Kids don't learn to eat healthy.....feel guilty because its my job to give them nutritious food choices. Imagine all the trouble they are going to have finding clothes for obese individuals because of the poor eating habits I have managed to instill in them.
Decide to take a stand and ask 3 year old to eat two bites of sweet potatoes... ends up in a screaming match and 3 year old is sent to bed without supper.
Feel guilty because I know 3 year old is hungry.... end up letting him have a sleeve of chips ahoy cookies for a bedtime snack.
 Should have just gone to Walmart for an hour after work....INSTEAD, you just spent the last 4 hours on a trip down guilty lane.

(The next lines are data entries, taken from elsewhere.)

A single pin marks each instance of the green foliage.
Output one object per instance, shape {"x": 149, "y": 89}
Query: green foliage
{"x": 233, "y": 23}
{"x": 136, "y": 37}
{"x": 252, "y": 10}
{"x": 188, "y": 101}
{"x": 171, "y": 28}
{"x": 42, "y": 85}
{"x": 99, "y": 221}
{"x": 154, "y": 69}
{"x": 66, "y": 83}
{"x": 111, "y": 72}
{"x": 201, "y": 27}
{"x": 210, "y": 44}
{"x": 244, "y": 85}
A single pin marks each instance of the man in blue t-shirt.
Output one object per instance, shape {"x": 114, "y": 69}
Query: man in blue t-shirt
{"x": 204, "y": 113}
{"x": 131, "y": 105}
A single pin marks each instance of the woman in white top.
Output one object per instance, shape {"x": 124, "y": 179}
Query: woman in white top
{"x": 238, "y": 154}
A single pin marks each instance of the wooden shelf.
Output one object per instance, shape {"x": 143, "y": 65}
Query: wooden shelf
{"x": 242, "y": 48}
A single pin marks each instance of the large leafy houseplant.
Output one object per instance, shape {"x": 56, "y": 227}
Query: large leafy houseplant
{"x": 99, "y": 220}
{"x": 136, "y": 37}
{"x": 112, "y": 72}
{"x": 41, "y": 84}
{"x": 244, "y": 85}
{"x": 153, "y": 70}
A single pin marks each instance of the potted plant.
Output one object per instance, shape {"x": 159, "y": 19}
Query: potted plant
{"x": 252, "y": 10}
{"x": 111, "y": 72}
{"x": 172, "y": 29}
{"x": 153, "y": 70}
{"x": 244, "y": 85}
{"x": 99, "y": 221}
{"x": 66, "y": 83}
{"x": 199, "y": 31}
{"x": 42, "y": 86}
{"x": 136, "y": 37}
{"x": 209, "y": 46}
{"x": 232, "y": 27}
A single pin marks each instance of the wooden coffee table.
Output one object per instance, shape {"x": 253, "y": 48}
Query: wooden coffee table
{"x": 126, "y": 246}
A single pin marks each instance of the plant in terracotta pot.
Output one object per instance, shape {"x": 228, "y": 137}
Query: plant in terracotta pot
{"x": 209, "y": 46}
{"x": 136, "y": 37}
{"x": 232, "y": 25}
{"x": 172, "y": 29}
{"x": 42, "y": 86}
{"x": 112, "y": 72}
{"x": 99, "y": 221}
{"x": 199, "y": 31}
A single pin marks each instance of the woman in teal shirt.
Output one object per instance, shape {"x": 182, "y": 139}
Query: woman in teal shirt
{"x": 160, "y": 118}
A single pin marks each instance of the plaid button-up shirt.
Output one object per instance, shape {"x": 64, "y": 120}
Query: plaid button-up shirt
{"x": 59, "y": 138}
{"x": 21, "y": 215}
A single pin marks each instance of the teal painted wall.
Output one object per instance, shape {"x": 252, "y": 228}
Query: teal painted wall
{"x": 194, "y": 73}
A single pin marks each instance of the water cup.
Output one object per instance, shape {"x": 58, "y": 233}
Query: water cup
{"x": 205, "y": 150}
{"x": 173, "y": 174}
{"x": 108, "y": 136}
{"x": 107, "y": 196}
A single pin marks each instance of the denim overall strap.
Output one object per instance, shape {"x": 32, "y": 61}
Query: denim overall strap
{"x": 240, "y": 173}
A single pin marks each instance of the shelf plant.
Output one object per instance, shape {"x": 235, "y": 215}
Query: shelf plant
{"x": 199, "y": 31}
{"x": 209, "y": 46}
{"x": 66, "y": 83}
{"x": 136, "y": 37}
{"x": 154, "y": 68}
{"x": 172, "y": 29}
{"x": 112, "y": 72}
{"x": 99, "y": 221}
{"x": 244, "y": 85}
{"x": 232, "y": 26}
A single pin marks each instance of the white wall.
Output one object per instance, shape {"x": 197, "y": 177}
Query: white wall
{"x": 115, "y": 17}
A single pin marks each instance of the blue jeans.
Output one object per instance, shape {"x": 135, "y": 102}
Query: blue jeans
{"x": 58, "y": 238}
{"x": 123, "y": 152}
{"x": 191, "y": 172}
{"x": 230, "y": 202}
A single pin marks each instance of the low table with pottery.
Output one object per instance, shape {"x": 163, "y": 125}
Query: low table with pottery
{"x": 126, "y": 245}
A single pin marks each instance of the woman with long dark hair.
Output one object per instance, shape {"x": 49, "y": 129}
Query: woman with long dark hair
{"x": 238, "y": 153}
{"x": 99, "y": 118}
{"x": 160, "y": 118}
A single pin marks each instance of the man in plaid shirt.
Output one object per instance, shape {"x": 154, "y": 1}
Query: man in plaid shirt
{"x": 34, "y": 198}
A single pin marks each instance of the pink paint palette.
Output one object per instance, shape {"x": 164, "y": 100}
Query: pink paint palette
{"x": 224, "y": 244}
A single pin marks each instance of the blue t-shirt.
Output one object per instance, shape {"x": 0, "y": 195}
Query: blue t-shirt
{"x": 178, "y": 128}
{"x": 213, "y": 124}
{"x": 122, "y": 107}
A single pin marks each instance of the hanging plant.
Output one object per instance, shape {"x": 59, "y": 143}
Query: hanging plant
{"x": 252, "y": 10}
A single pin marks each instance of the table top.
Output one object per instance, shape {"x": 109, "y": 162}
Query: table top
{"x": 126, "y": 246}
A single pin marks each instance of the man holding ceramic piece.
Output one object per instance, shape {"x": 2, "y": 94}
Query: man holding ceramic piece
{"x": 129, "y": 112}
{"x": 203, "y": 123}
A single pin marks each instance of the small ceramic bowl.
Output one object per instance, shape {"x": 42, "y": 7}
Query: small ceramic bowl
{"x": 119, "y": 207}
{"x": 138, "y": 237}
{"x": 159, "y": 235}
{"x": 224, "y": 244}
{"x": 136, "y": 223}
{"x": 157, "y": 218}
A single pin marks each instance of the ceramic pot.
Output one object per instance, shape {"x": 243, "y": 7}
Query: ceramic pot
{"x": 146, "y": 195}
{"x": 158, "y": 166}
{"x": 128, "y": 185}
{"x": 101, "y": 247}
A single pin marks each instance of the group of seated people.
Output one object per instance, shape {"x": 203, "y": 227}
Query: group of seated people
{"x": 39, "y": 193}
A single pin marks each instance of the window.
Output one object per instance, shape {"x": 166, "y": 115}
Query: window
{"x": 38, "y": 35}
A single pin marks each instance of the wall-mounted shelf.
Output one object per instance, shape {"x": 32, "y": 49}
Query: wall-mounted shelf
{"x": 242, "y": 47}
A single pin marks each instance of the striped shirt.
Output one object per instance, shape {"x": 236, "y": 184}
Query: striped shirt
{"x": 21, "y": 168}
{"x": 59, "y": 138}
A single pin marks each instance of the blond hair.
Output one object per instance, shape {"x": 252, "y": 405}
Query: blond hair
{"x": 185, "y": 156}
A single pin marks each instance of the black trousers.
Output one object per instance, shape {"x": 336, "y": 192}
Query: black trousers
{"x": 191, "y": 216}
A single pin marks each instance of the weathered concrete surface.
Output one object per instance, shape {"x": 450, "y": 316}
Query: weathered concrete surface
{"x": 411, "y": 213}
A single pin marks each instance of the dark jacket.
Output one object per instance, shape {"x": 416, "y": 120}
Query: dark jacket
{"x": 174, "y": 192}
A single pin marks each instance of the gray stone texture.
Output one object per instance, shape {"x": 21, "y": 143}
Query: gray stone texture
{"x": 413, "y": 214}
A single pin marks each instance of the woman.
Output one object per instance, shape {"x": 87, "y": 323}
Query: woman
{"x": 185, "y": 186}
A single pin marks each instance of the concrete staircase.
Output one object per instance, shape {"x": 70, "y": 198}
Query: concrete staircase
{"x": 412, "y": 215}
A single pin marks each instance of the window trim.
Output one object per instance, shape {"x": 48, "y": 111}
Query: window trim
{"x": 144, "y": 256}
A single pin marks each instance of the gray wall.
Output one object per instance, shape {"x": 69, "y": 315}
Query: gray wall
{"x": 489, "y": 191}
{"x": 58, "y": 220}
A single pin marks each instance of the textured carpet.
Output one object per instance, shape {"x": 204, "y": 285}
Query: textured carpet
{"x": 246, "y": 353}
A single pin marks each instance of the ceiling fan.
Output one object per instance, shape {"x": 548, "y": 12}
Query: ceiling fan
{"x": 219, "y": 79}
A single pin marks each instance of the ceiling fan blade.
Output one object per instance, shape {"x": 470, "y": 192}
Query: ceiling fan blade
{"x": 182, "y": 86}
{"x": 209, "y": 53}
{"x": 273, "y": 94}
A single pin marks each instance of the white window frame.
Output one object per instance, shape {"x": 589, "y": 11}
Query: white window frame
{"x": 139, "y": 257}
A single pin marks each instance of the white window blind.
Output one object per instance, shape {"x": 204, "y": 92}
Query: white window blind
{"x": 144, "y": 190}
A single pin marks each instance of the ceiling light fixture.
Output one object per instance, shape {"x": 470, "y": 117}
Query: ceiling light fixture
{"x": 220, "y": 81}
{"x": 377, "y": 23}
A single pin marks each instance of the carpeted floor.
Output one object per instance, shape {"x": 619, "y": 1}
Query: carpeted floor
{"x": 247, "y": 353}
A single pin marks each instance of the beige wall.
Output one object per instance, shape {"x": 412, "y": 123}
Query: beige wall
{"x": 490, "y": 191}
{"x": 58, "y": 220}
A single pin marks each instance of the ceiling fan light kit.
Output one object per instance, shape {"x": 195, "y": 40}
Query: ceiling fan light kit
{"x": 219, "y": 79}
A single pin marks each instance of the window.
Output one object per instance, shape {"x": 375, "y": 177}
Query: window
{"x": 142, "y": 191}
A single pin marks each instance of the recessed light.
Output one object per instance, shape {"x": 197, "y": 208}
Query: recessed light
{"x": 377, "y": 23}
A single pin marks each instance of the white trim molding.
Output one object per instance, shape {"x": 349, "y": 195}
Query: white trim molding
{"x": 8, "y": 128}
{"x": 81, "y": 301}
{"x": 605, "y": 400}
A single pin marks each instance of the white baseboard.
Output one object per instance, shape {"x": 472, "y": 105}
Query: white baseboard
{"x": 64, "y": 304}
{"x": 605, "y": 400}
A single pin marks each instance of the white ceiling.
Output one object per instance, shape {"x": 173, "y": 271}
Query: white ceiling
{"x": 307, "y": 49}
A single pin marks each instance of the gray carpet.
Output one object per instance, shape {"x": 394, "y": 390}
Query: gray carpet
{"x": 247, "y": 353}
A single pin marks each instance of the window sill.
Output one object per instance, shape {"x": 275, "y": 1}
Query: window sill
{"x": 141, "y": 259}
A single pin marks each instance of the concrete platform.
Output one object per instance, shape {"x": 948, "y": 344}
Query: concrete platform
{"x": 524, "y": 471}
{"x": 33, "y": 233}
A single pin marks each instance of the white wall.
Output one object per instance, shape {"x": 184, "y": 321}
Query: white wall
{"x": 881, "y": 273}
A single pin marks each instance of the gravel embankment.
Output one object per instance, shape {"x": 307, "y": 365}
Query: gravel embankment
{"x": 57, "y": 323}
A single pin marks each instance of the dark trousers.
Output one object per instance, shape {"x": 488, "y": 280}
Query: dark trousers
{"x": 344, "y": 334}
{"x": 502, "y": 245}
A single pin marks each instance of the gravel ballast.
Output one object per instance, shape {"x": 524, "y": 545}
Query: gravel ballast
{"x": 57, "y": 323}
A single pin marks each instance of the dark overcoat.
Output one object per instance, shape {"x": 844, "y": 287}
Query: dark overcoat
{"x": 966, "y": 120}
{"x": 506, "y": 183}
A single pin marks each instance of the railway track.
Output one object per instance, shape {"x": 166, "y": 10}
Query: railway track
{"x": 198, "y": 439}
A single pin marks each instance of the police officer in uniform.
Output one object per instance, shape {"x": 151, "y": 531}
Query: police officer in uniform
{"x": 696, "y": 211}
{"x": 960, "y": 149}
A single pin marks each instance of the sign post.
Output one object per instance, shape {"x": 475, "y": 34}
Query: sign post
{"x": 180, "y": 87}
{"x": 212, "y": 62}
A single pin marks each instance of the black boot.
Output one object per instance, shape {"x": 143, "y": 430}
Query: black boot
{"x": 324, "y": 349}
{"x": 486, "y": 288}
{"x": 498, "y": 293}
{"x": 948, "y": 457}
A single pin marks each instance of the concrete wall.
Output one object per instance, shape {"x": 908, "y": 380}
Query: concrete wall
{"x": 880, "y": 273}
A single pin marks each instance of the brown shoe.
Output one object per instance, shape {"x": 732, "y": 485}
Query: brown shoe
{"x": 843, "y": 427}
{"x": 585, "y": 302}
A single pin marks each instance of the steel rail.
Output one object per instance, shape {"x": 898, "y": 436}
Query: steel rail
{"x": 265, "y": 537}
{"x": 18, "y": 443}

Now does he look like he cares that its 5:15 and I haven't picked him up yet?
The truth of the matter is that you really don't have to feel guilty about not being with your kids 24/7. It takes a village to raise a child, and its good for them to have time away from you. Sometimes I have to remind myself that they need alone time with their Dad too. So,  maybe instead of feeling guilty for getting my hair cut on Saturday, I should treat it like an opportunity to let the kids bond with their Dad.
I also don't think they have the sense of time that we do as adults. Hell, most of them can't even tell time. Hours probably seem like minutes when you are playing with toys and crapping yourself at daycare.


So I propose that we all band together and make a vow to GET OVER THE MOMMY GUILT! No judgmental witchy super moms allowed up in here. We are all a species I like to call "human mommies."
We make mistakes, we need time alone, we make bad choices,  and we occasionally hide in a closet to eat a Little Debbie Cake so we don't have to share it with our kids.

My son wanted me to wear his noise cancelling headphones....I might have kept them on for awhile. Don't judge me!

1 comment:

  1. I think this is my favorite blog yet! You took the words right out of my mouth. No matter what I do I'm convinced I am hurting my kids in one way or another. I agree, we should all stick together as Mommies and support each other!